While Google Trends cannot offer a comparison between now and 2008-9, it is clear that the recent rise in searches for “help with mortgage” indicates distress among Americans. 

Should Americans Be Concerned?

The current issues come on top of the challenges that U.S. homebuyers and owners have already been facing for months: high borrowing, maintenance and repair costs, as well as rising home insurance premiums and homeowners association (HOA) fees. 

Mortgage delinquencies are on the rise. According to data from Intercontinental Exchange, serious delinquencies—which refer to loans that are over 90 days past due—were up 30,000 in July from a year earlier.

According to ATTOM, there were 187,659 properties with foreclosure filings across the country in the first half of the year, up by nearly 6 percent compared to the same period a year earlier. In August, foreclosures were down 1.1 percent from July but up 18.1 percent from a year earlier, at 35,697.

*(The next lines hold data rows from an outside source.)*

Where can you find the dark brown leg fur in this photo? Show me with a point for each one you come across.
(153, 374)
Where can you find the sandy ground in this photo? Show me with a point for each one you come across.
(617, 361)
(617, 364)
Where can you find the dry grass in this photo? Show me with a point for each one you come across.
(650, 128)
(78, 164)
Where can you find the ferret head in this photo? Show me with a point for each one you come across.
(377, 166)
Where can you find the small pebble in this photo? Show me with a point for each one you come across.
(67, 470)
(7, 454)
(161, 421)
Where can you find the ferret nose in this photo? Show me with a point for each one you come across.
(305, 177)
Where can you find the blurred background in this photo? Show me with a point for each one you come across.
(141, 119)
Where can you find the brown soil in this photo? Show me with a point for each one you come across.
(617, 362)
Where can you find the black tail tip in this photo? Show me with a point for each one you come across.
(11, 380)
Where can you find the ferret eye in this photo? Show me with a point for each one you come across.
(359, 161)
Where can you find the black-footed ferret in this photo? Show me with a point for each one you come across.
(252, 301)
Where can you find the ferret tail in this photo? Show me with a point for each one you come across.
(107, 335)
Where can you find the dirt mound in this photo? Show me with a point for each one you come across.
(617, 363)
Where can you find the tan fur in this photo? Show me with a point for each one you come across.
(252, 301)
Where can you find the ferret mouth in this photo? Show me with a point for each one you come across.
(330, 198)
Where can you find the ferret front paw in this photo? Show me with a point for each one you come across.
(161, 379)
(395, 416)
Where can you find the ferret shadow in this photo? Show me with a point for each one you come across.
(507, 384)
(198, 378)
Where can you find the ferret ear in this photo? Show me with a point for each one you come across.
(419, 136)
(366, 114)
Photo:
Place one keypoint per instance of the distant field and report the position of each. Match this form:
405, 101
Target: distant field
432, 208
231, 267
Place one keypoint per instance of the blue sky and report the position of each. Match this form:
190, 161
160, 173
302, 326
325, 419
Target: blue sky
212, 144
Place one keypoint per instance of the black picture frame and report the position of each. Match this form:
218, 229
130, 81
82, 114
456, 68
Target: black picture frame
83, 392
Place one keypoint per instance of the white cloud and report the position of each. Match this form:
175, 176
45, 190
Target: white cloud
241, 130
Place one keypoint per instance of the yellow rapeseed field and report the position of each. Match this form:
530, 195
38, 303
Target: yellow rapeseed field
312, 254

The worst foreclosure rates were reported in Nevada, South Carolina and Florida—states which boomed during the pandemic home-buying frenzy and which are now facing starker corrections than most of the country.

While foreclosure rates have risen across the country, they are not yet “at alarming levels,” Realtor.com wrote.

“I would pay much more attention to signals of local labor market weakness,” Krimmel said, such as rising unemployment “in areas where house prices are also falling and where there were a lot of purchases post-2022 rate hikes. 

“For the ‘doomer’ theories of the 2008 redux to be true, you would need that sort of perfect storm: layoffs [and] falling house prices [and] high share of recent home purchases,” he said. “The good news is these perfect storms seem to be few and geographically isolated.”